Kegan also wrote The Sweeter Welcome, Voices for a Vision of Affirmation: Malamud, Bellow, and Martin Buber, a literary analysis.

Contribution to Psychology

Kegan’s Constructive Development Theory suggests that individuals develop in six stages, as outlined in his book, The Evolving Self. Each of these stages outlines the development of identity and social understanding. The six stages identified by Kegan are:

  1. Incorporate stage, which is focused on sensory information and reflexes, and during which the child lacks a sense of self.
  2. Impulsive stage, which emphasizes perception and impulse. Objects begin to have meaning for the child. 
  3. Imperial stage, which marks a period of self-centeredness and the awareness that the child can act on his or her desires. 
  4. Interpersonal stage, which emphasizes empathy, reciprocity, and compassion, and the awareness that other people have needs that should be taken into account.
  5. Institutional stage, during which ethics and values develop. Autonomy and the self develop and the person acts on principle, rather than impulse.
  6. Inter-individual stage, which emphasizes both autonomy and tolerance, with an understanding and acceptance that different value systems exist.
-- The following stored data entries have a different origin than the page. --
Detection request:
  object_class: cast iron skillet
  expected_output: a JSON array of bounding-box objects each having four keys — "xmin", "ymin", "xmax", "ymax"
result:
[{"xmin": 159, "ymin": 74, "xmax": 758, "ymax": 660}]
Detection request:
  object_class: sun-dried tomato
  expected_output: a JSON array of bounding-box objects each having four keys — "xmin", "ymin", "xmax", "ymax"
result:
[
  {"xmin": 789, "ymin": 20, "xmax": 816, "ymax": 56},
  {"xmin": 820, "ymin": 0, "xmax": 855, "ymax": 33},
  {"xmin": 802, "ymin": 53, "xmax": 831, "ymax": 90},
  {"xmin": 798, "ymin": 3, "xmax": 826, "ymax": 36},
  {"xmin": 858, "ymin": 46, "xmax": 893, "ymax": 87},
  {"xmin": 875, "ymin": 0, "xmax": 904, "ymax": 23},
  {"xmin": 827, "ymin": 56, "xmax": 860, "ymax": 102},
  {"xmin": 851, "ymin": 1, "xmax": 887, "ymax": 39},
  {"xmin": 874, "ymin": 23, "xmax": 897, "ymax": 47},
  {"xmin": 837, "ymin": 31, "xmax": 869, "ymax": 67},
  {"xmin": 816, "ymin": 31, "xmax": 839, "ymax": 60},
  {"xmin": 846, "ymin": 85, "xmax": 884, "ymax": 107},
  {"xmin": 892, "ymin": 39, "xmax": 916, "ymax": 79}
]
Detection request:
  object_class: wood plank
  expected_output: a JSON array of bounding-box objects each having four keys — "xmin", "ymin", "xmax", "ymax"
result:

Kegan believes that each stage revolves around and is shaped by the preceding stage. For instance, the incorporative stage is based on an individual’s reflexes and instinctive reactions. The next stage, impulsive, is formed by the perceptions and manifestations of reflexes. These perceptions and manifestations, also termed impulses, become the object of the following stage, imperial. As the stages progress, development continues through desires that lead to relationships, which lead to identity. Ultimately, the final stage of inter-individuality is formed based on the identity discovered in the previous stage of institutionalism.
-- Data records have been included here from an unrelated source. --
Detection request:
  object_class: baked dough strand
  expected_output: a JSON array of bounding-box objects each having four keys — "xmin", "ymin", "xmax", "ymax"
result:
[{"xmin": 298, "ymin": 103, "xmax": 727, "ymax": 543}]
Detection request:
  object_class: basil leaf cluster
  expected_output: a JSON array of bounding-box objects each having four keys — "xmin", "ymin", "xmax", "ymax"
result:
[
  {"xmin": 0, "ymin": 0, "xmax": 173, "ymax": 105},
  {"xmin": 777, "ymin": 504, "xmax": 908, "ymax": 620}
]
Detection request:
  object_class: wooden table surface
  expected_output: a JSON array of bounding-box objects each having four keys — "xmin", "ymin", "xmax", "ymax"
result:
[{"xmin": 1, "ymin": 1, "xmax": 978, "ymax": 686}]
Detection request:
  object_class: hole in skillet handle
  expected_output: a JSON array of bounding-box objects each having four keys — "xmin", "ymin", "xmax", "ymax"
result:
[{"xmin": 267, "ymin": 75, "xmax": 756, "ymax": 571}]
Kegan argues that the process of development is a process of meaning-making. As the individual moves through each stage of development, he or she is charged with the task of understanding the world and solving problems. Evolutionary truces, during which a person balances self with another person or institution are important landmarks in development and the process of meaning-making. Through evolutionary truces, individuals both gain knowledge and insight and develop a constraint upon the meaning-making process itself.

References:

  1. Illeris, Knud (Ed.). (2009). Contemporary Theories of Learning: Learning Theorists … In Their Own Words. New York, NY: Routledge. Pp 35-52.